Sharon Chan, Head of Johnson & Johnson Innovation – JLABS Asia Pacific, began her journey at JLABS in China as the child of parents who emigrated from China to Hong Kong in the 1950s and then to the UK in the 1970s, hoping to build a better life for their young family.

From working at a restaurant, to starting and transforming their own restaurant, ‘China Garden’, into a chain, Sharon’s parents taught her to dream a life beyond the walls of their shop. This eventually took her into the world of startups with Sosei Heptares, public health with Aeras a public private partnership from the Bill and Melinda Gates Foundation and big pharma, with Baxter and now Johnson & Johnson. Having been through such a journey, Sharon embraces that there is nowhere she’d rather be, than right here helping healthcare startups down a path to success.

In conversation with Sharon Chan, Head of Johnson & Johnson Innovation – JLABS Asia Pacific

What inspired you to venture into the healthcare domain?
From a young age, I had always been interested in science. At school, it became my passion, and I was lucky to be offered a place at Oxford University to study the life sciences.

There, I was exposed to neurology, renal, oncology, medical devices, vaccines and infectious diseases like TB – which certainly set me up well for my career path.

Healthcare for me has always been an opportunity to make a real difference, an honorable mission where I could apply my passion to help the people who needed it most.

But after my time at a startup and NGO, I realized something tremendously important that has shaped my career in healthcare. Partnerships between industries, startups and NGOs are critical to create products like a TB vaccine that can save lives – or even to make good medicines more accessible and affordable to the world, then we need partners.

That’s how I found myself working at Johnson & Johnson Innovation, where we believe that a great idea can come from anywhere and where through
collaboration, we work to accelerate life science innovation.

What are the major challenges that startups face in Asia Pacific?
To transform ideas from concept to commercially viable healthcare solutions, innovators need financial resources, facilities, expertise in regulatory policy and commercialization. Across the world, we see the ways in which entrepreneurs and innovators are more similar to each other than they are different.

What role do you see technology playing in healthcare?
Today, we’re seeing the continued merger of healthcare and technology, which includes an exciting move by biotechs toward IA-driven drug R&D and a rapid scaling up of AI capabilities.

With the rapid pace of change in the technologies, like AI, that are available to speed up the R&D process, we see agility as a key characteristic for success among our resident company CEOs



We’re already seeing early signs of its ability to create efficiencies by reducing costs and shortening the time it takes to validate drug development targets.
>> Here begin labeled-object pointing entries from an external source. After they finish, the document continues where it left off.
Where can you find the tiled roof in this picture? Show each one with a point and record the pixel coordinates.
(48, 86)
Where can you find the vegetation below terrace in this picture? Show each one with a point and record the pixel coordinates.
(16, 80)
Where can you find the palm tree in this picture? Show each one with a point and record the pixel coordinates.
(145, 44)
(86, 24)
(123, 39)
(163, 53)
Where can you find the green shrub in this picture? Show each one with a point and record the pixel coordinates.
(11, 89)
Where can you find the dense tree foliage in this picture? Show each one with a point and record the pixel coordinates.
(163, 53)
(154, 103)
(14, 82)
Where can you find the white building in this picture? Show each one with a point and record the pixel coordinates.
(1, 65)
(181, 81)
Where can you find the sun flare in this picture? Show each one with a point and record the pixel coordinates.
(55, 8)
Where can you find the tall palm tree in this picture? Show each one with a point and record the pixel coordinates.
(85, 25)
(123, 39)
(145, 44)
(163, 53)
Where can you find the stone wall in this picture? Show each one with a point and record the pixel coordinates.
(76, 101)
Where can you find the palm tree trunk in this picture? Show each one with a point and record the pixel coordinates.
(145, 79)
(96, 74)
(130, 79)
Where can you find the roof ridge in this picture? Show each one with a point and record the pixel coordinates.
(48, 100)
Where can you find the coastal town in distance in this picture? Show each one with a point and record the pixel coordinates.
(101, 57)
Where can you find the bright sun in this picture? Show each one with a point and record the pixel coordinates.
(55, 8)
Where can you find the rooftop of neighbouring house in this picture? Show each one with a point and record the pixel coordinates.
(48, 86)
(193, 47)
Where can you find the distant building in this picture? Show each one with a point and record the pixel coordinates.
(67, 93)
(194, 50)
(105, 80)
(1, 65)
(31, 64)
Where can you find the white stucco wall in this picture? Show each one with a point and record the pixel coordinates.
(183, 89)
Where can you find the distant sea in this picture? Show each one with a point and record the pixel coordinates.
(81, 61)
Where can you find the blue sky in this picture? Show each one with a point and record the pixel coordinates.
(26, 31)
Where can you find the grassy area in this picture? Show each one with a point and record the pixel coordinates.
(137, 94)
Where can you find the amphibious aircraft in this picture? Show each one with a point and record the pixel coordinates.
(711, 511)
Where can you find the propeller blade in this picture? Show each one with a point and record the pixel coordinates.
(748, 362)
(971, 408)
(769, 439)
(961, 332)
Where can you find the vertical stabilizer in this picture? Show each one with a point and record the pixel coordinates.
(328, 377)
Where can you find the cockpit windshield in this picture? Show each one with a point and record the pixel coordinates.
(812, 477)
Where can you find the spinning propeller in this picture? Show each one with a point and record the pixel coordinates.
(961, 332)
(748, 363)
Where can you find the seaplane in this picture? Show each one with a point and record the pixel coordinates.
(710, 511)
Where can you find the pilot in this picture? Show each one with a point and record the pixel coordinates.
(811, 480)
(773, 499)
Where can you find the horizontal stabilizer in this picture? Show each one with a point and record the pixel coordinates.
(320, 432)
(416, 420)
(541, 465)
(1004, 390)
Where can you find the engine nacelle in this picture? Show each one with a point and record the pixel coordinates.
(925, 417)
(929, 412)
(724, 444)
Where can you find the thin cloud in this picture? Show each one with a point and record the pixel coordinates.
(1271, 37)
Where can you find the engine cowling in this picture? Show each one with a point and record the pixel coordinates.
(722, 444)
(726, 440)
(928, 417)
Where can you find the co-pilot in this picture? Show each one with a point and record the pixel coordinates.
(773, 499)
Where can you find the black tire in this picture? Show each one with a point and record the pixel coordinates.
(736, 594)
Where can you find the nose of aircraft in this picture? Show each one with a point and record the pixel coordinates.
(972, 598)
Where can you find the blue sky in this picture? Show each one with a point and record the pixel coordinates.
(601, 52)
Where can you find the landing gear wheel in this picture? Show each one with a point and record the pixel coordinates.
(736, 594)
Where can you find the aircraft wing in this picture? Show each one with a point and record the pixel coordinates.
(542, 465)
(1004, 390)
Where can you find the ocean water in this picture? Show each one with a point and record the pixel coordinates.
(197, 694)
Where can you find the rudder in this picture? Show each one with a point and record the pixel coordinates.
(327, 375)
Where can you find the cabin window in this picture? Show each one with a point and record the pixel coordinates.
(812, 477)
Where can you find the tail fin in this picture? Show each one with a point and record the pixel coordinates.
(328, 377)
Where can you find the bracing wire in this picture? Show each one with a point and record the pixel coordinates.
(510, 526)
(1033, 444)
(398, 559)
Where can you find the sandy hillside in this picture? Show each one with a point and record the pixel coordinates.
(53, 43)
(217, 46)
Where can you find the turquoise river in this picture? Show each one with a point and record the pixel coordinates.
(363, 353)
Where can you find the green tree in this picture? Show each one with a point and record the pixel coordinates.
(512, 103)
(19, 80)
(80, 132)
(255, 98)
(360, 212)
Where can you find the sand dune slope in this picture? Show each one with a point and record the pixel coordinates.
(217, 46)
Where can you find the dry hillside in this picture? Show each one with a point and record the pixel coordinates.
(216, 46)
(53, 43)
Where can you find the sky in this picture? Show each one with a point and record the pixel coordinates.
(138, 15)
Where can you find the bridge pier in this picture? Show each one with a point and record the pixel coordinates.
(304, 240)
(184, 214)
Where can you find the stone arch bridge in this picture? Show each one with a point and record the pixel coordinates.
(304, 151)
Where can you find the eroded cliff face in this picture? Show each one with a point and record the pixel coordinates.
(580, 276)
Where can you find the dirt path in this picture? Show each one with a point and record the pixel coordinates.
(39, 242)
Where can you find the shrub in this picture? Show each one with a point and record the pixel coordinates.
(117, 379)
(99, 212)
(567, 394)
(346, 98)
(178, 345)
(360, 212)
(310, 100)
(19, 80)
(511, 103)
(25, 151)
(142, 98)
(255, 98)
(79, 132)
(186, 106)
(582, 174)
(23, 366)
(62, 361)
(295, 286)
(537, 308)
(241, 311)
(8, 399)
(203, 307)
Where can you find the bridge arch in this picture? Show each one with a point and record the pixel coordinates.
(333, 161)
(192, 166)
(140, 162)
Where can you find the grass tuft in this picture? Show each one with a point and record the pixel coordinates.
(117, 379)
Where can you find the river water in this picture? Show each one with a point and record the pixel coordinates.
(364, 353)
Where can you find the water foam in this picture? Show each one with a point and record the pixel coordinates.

Indeed, AI and other potentially disruptive new areas of science such as advanced analytics, regenerative medicine, 3-D printing, gene therapy, microbiome science and robotics have the potential to reshape the future of healthcare and accelerate the delivery of new solutions for patients in need.

What will be the kind of role that future leaders in the healthcare industry should play while accessing new opportunities going forward?
One thing we see consistently is the need to focus on accelerating the development of science for patients while overcoming the many hurdles to transforming great ideas into commercially viable solutions.

With the rapid pace of change in the technologies, like AI, that are available to speed up the R&D process, we see agility as a key characteristic for success among our resident company CEOs.

This ability to remain agile is vital to stay ahead of the curve, to leverage new technology and solutions, and to truly accelerate innovation to make a difference in this field.

But future leaders also need to understand that no one company can do it alone.